Once I muted the TV and turned off the subtitles, I was able to focus on the parts that make Lollipop Chainsaw so much fun. Juliet can straight-up bash zombies with her chainsaw, whittling down their health, or she can first stun enemies with pom-pon punches, allowing for one-hit decapitations. It starts out slow and repetitive, but gets exciting and varied once combo moves are introduced. Killing zombies boosts Juliet’s super meter, which, when activated, switches the music from generic pop rock to “Mickey” and turns all hits into sparkly decapitations. Fights in Lollipop Chainsaw are the videogame equivalent of rocking out in your car to Katy Perry’s “California Gurls” without a care in the world.
It all gets a bit messy once Juliet receives a gun attachment for her chainsaw, though. The gun has a tendency to auto-lock on the wrong targets, making segments that rely on the weapon frustrating. It’s a shame, because Juliet’s acrobatics and melee attacks are so spot-on, and I expected the gunplay to match.

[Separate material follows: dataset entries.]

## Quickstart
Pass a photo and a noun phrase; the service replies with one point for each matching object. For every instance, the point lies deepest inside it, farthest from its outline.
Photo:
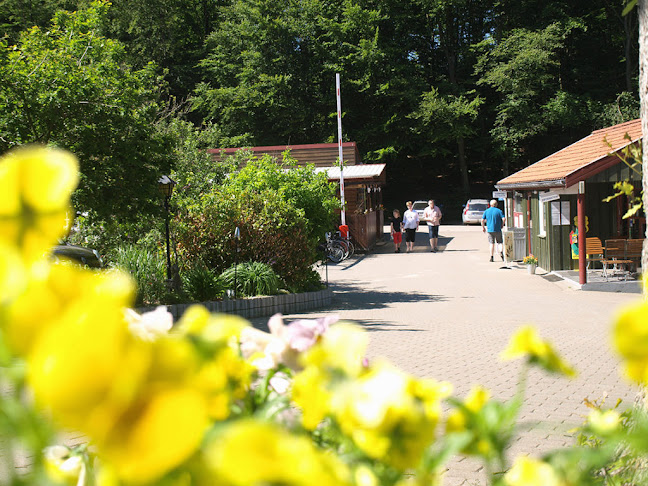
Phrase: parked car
(473, 211)
(77, 254)
(419, 207)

Despite it’s frequent videogame equivalent of a sugar-high, Lollipop Chainsaw‘s brutal, sexist insults and imagery just as frequently manage to yank a player right out of that fun. I tried tuning it out, but the game insisted on shoving it down my throat. There’s a lot of fun to be had with Lollipop Chainsaw‘s combat, but many will have a hard time stomaching all the unnecessary filth that comes with it.
Review based on Xbox 360 release.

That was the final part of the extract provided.